The case centers on Executive Order 14210, signed in February, which directs federal agencies to undertake “large-scale reductions in force” and submit reorganization plans that could eliminate or consolidate existing agencies.
In April, Federal labor unions and advocacy groups challenged the order, arguing it amounted to an unprecedented unilateral dismantling of the federal government in the absence of required congressional authorization.
The following month, Judge Susan Illston of the US District Court for the Northern District of California granted the plaintiffs’ motion for a preliminary injunction, reasoning:
The President has the authority to seek changes to executive branch agencies, but he must do so in lawful ways and, in the case of large-scale reorganizations, with the cooperation of the legislative branch… Nothing prevents the President from requesting this cooperation—as he did in his prior term of office.
In June, the Trump administration filed an emergency application with the Supreme Court to stay the injunction, arguing that Article 2 of the US Constitution grants the president inherent authority to control personnel decisions within the Executive Branch. The administration argued that the district court’s injunction violated core separation of powers principles by treating routine personnel management as requiring special statutory permission from Congress.
The Supreme Court on Tuesday sided with the Trump administration, finding the president was “likely to succeed” with its argument that the order was lawful.

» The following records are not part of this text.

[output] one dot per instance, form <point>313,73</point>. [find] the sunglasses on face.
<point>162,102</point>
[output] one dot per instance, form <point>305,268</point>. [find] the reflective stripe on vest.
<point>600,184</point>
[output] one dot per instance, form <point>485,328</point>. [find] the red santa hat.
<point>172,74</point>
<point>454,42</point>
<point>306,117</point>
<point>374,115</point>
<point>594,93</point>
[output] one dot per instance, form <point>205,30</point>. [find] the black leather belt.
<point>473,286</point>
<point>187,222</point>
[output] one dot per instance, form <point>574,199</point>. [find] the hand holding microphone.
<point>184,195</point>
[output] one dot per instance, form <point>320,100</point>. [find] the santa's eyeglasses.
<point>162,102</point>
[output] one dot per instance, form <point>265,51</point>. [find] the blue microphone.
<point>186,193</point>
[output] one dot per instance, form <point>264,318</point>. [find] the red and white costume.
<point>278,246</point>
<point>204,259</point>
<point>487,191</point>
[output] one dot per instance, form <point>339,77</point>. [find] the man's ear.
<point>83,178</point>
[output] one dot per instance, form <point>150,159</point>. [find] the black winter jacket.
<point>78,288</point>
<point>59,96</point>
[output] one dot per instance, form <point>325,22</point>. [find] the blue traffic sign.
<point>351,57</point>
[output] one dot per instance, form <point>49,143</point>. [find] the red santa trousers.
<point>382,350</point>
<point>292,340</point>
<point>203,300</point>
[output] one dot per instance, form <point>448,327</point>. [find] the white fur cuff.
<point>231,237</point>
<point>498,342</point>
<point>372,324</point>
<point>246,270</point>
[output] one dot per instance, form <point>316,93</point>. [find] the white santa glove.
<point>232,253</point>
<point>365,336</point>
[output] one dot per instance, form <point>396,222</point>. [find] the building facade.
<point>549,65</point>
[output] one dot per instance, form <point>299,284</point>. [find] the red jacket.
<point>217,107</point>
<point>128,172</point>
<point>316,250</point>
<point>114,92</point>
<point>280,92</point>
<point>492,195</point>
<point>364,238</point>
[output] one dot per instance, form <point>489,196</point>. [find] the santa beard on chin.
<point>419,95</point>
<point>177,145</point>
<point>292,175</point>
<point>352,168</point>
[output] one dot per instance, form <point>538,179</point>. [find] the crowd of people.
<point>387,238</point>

The court was careful to note, however, that in lifting the injunction, it was not opining on the legality of the reorganization play.
As stated by Justice Sonia Sotomayor in a concurring opinion:
The President cannot restructure federal agencies in a manner inconsistent with congressional mandates… Here, however, the relevant Executive Order directs agencies to plan reorganizations and reductions in force ‘consistent with applicable law’… The plans themselves are not before this Court, at this stage, and we thus have no occasion to consider whether they can and will be carried out consistent with the constraints of law.
Justice Ketanji Brown Jackson wrote a scathing dissent, arguing the majority improperly overruled detailed factual findings and warning of “enormous real-world consequences” including threats to veteran services, food safety, and environmental protections. Jackson’s dissent emphasized that federal government reorganization has historically required congressional approval, citing how eight presidents since the 1930s obtained specific legislative authorization before restructuring agencies. She argued the Court should have deferred to the district court’s extensive factual findings.
The dissent also warned of broader democratic harms, arguing that allowing the president to unilaterally dismantle federal programs created by Congress would undermine the constitutional separation of powers. Jackson accused the majority of showing “demonstrated enthusiasm for greenlighting this President’s legally dubious actions in an emergency posture.”
The stay allows implementation to continue while the US Court of Appeals for the Ninth Circuit considers the underlying legal challenge.